Speeding up adoption

The Guardian (http://www.guardian.co.uk/society/2011/oct/31/councils-face-adoptions-ultimatum) and the BBC (http://www.bbc.co.uk/news/education-15492467) both run top stories today on the Prime Minister’s pledge to take action against local authorities that are slow in completing adoptions. Councils that perform badly in this regard are threatened with the prospect of their adoption services being taken over.

Everyone welcomes more children finding secure and happy long term placements and adoption is certainly a very favourable outcome for many children who have been abused and neglected. But simply setting targets and waving the big stick will not deliver the desired results. And a seriously unwelcome consequence would be if targets got in the way of quality, resulting in inappropriate placements being made because unsuitable couples have been approved to adopt. So any changes must be closely monitored and controlled with a clear focus on the best interests of children.

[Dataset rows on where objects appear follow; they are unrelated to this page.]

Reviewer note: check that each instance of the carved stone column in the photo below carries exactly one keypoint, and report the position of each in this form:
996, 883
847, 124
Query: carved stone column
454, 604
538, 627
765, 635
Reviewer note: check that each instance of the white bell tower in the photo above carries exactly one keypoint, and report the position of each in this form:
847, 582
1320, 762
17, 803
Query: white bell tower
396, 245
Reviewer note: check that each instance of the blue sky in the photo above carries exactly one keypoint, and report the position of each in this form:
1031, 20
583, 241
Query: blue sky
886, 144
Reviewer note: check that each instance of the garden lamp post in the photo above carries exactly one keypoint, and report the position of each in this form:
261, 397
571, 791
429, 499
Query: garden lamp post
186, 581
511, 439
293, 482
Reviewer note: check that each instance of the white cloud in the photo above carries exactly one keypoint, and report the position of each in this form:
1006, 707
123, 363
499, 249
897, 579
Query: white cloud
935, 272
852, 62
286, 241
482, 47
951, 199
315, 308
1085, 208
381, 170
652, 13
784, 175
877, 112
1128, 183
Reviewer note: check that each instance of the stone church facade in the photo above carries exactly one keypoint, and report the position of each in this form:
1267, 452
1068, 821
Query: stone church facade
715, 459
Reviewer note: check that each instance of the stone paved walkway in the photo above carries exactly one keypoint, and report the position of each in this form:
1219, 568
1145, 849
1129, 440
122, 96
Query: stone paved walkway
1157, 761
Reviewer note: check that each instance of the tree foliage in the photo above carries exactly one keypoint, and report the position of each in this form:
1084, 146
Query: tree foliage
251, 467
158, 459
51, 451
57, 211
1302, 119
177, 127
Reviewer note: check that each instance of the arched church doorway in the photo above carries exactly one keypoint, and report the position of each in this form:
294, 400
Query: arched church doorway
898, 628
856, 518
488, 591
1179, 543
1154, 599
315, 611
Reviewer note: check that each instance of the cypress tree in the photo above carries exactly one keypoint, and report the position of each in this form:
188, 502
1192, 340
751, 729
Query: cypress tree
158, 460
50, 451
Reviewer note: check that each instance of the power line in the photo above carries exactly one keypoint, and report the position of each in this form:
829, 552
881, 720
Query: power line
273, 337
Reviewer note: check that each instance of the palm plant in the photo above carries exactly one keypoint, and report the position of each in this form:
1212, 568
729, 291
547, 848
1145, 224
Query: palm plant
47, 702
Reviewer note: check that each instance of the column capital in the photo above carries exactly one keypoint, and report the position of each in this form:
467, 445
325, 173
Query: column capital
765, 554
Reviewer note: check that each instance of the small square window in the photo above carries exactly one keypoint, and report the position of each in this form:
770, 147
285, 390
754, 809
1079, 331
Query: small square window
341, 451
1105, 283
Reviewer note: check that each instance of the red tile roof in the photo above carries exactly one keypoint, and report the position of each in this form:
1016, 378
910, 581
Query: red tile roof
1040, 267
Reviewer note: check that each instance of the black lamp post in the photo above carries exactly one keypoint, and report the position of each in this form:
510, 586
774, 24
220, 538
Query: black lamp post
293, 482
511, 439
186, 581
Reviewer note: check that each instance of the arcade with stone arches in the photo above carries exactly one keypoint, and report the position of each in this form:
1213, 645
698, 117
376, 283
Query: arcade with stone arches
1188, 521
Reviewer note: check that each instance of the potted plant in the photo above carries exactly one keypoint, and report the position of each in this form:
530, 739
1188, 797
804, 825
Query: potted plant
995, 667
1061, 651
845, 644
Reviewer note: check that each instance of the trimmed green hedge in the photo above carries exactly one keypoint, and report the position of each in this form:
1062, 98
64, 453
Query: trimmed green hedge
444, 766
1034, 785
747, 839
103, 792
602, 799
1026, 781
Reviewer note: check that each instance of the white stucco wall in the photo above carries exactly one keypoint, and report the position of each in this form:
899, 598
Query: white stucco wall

There also needs to be a very clear understanding that simplistic performance indicators must be avoided. It is very easy to process adoptions quickly if you restrict your efforts only to relatively straightforward cases. So the speed at which adoptions takes place also needs to be seen in the context of the proportion of children coming into care who are placed for adoption.

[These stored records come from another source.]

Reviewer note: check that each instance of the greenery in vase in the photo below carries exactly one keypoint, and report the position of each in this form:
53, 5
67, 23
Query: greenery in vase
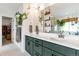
60, 22
20, 17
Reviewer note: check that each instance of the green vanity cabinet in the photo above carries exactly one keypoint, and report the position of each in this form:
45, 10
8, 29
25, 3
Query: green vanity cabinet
29, 45
47, 52
37, 53
39, 47
59, 48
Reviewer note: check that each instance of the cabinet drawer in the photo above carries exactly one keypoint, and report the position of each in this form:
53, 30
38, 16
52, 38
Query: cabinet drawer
56, 54
36, 53
38, 41
77, 52
59, 48
38, 48
47, 52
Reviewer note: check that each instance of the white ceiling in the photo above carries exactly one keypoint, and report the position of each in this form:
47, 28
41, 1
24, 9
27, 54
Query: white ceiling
10, 8
65, 10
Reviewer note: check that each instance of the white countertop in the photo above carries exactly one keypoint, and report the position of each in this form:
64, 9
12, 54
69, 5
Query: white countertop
68, 41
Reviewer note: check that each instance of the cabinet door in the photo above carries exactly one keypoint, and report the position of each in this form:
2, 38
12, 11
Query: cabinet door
29, 46
37, 53
56, 54
47, 52
38, 48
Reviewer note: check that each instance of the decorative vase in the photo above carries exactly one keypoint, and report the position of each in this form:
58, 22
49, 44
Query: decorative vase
60, 32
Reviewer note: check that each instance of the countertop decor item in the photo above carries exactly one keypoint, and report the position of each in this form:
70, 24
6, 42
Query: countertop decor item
30, 28
37, 29
60, 23
20, 17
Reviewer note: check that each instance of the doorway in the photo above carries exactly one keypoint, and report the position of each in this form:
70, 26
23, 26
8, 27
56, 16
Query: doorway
6, 30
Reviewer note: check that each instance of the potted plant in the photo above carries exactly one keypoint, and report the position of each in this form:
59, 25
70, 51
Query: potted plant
60, 23
20, 17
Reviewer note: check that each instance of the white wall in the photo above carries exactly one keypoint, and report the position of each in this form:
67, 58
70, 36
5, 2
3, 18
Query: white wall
64, 10
9, 10
59, 10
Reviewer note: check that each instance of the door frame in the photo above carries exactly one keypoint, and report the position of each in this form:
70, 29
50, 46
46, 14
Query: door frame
11, 30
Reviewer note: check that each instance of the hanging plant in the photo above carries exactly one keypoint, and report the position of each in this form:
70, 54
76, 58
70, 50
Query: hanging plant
20, 17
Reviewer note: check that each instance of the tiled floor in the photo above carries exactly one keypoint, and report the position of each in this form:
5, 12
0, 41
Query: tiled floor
11, 50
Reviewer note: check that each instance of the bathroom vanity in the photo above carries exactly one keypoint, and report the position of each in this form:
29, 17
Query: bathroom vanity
51, 45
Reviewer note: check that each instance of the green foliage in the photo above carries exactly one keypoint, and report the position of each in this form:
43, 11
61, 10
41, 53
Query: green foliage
20, 17
60, 23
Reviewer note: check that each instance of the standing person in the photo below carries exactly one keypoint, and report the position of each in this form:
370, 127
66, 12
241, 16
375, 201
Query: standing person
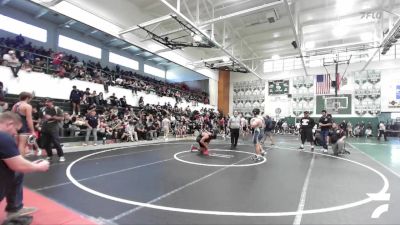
51, 116
75, 98
269, 127
382, 131
166, 124
325, 124
204, 140
256, 123
337, 137
306, 126
92, 123
24, 110
234, 125
244, 125
350, 129
13, 165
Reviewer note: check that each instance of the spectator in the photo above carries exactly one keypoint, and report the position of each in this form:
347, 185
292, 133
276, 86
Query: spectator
368, 130
75, 98
13, 166
38, 65
92, 124
131, 133
27, 66
382, 131
3, 103
12, 61
166, 124
141, 102
140, 129
123, 102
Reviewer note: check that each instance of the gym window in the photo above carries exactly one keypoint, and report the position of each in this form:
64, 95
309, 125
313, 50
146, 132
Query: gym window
154, 71
26, 30
78, 46
123, 61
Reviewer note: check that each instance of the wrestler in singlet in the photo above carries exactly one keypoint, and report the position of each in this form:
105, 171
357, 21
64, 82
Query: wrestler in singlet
24, 110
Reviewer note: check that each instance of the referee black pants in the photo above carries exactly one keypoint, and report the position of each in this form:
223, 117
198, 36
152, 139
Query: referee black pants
51, 139
306, 135
234, 136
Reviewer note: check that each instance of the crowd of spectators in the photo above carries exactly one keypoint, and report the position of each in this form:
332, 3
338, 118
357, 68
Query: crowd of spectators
18, 54
113, 120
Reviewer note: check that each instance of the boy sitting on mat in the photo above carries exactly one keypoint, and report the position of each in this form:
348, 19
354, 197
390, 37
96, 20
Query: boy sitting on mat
204, 139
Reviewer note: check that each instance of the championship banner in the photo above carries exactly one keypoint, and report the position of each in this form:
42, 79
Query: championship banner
278, 87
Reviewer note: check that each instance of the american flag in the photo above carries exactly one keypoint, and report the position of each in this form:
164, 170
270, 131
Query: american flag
323, 84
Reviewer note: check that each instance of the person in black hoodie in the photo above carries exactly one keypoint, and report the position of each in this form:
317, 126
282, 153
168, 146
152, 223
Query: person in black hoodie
75, 98
306, 125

To improve the speed at which adoptions take place requires an analysis of the relevant professional, legal and business processes. On the ‘supply side’ local authorities have to recruit, vet, approve and prepare prospective adoptive parents. On the ‘demand side’ they have to select and prepare children who also have to be ‘freed’ for adoption via a legal process. The two sides are brought together in a matching process, which hopefully results in a placement. In successful cases the process ends with the court making an adoption order.

Each of these stages of the adoption process can be resolved further into component activities, each of which needs to be understood. It is then possible to gather data relevant to the issue of how quickly each stage in the process can be completed.

We need to understand where the delays are occurring, so very slow components of the process need to be examined to determine how, if possible, they can be speeded up. However the whole process will run at the speed of the slowest ‘bottleneck’ so there is often no point in increasing the speed of all the processes; indeed to do so may result in wasted effort and resources.

Service-processes often generate queues of people waiting between some or all of the stages. These queues are equivalent to in-process inventory (work in process) in manufacturing processes. Speeding up the downstream business stages can sometimes reduce the size of these queues or, where possible, the process can be redesigned so that some stages run in parallel rather than in sequence. Managing queues usually requires resources (for example children waiting for adoption require foster placements or residential care) so eliminating queues often liberates resources that can then be applied to making stages in the process quicker or more efficient.

Sadly there is no one simple answer to this type of redesign question. The specific facts underlying a particular process need to be investigated and understood. Various reconfigurations need to be tried out and tested.

I was impressed by the developments at Harrow Council that are described by the BBC’s Sarah Bell (http://www.bbc.co.uk/news/uk-15449253). The key to this approach, apparently developed by Harrow’s partner orgnaisation Corum, is a system called ‘concurrent planning’. Children are fostered with people hoping to adopt while the birth parents undergo assessment. If a decision is made that a child is not to return to the birth family, the fosterers become the prospective adopters. An important benefit claimed for this approach is that the child is kept in one placement throughout.

This is an example of paralleling various stages to speed the process. It appears to be an exciting and important development that many local authorities may wish to investigate. There does, however, need to be a recognition that one size may not fit all. Opting for a solution before understanding the problem is never a good idea. So I would urge local authorities to carry out careful analysis in order to fully understand where the delays are occurring in their own adoption operations before deciding how to move forward.

One thing that can be said for certain is that delays in matching prospective adopters with children that are due to arbitrary considerations should be purged from the system without mercy. Without research it is difficult to know just how much delay in adoption results from ‘silly’ considerations surrounding ethnicity. The BBC’s article quotes an example of a Finnish/Greek couple, with the implication that they found it difficult to adopt because of the shortage of children who had both Finnish and Greek heritage. I find it difficult to believe that that sort of literalism is widespread, although clearly there are isolated cases of it. And these may get more attention than they deserve in the media. The most important issue to address, however, is why black and ethnic minority children appear to have such greatly reduced prospects in the adoption system. While race and ethnicity are factors that must be considered in every adoption, the absence of prospective adopted parents of the ‘right’ ethic mix should never be an obstacle to a child having access to adoption by the best family available at the time.